Nonetheless, the ideology of separation and disjuncture that underlies zoning and sector plans is a major factor lying behind many challenges in urban planning nationwide.
Innovations in the parking conversation
“Parking” might have been the most-heard word in the recent Planning Commission meeting held to discuss the development. It’s a perennial item of debate in Arlington, as it is across the region and the country. During this Planning Commission hearing, though, a few innovations echoed around the room.
The American Legion project will include 0.43 parking spots per residential unit, mostly in an underground garage. A representative of APAH pointed out that it will be one of the first few developments to make use of ‘transportation demand management’ techniques that aim to cut down on private vehicle ownership.

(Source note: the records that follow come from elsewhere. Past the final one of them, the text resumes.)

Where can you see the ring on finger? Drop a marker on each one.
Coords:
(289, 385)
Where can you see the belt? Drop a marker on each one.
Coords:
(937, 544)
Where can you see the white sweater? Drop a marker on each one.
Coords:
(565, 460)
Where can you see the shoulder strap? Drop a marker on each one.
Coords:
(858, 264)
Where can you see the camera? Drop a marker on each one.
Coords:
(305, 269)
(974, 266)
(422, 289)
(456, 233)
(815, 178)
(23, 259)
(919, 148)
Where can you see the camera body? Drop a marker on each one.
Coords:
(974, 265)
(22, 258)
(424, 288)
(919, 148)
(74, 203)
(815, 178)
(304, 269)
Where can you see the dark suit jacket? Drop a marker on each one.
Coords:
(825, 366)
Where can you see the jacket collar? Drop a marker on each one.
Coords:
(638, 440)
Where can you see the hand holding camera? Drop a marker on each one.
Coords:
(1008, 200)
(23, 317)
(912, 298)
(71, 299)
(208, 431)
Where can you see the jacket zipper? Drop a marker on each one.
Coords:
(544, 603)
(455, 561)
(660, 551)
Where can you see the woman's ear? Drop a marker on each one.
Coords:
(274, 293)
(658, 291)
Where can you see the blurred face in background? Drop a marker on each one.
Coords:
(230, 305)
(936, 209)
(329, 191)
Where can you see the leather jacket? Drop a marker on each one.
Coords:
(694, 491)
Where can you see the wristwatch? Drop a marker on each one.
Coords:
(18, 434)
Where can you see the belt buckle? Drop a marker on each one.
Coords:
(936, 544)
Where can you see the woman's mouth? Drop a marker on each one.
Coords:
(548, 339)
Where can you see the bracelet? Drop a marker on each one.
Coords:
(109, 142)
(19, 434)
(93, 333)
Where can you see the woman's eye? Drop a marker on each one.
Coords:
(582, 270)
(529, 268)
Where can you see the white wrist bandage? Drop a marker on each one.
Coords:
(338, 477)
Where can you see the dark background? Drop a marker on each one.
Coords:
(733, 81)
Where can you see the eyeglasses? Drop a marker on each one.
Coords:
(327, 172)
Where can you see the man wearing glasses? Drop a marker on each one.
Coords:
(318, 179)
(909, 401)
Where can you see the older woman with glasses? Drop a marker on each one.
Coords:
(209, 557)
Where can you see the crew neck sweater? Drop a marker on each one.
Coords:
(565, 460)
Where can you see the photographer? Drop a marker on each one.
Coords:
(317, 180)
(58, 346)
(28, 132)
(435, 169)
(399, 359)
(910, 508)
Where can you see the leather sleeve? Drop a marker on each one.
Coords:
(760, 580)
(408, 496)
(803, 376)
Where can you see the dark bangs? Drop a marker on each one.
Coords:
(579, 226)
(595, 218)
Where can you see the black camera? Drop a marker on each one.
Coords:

Residents of the planned development will be eligible for a 5$ annual membership to Capital Bikeshare, and APAH will provide each resident who doesn’t have a dedicated space with a 65$/year preloaded SmartTrip card. APAH will also contribute $6,900 each year to Arlington County Commuter Services, an organization dedicated to transportation demand management. Finally, the cost of a parking space will be unbundled from the rent of a unit.
Some neighbors, concerned about parking being underprovided, wonder whether this demand management goes far enough. Henry Staples, of the Ballston-Virginia Square Civic Association, points out that APAH saves approximately $50,000 for every parking spot it doesn't construct—according to his calculations, 4.5 million for the building. He encourages APAH to invest more of this money, more than $6,900 per year, into other mobility options.
Takis Karantonis, speaking on behalf of Arlington’s Alliance for Housing Solutions, pointed out that new car-free residents will feed into a virtuous cycle of demand for public transport. “For this [improved] service, we need the riders, and the riders will be brought. 160 households will be using these services.”
A nearby resident of a single-family house wondered whether County restrictions could be lifted on her property, enabling her to build more private off-street parking.
Finally, a representative of APAH commented that the affordable housing developer is able to handle some transportation demand management of its own at the level of individual residents. When a prospective tenant with a car comes to call, APAH could arrange for them to be preferentially housed in one of their other developments with more available parking.
At the meeting, the Planning Commission voted unanimously to recommend that the County Board approve the project. The Board will be convening for a vote on Saturday, February 23, and interested Arlingtonians—or those who would live in Arlington but are priced out—are encouraged to chime in.
If approved, the development will take roughly two years to complete.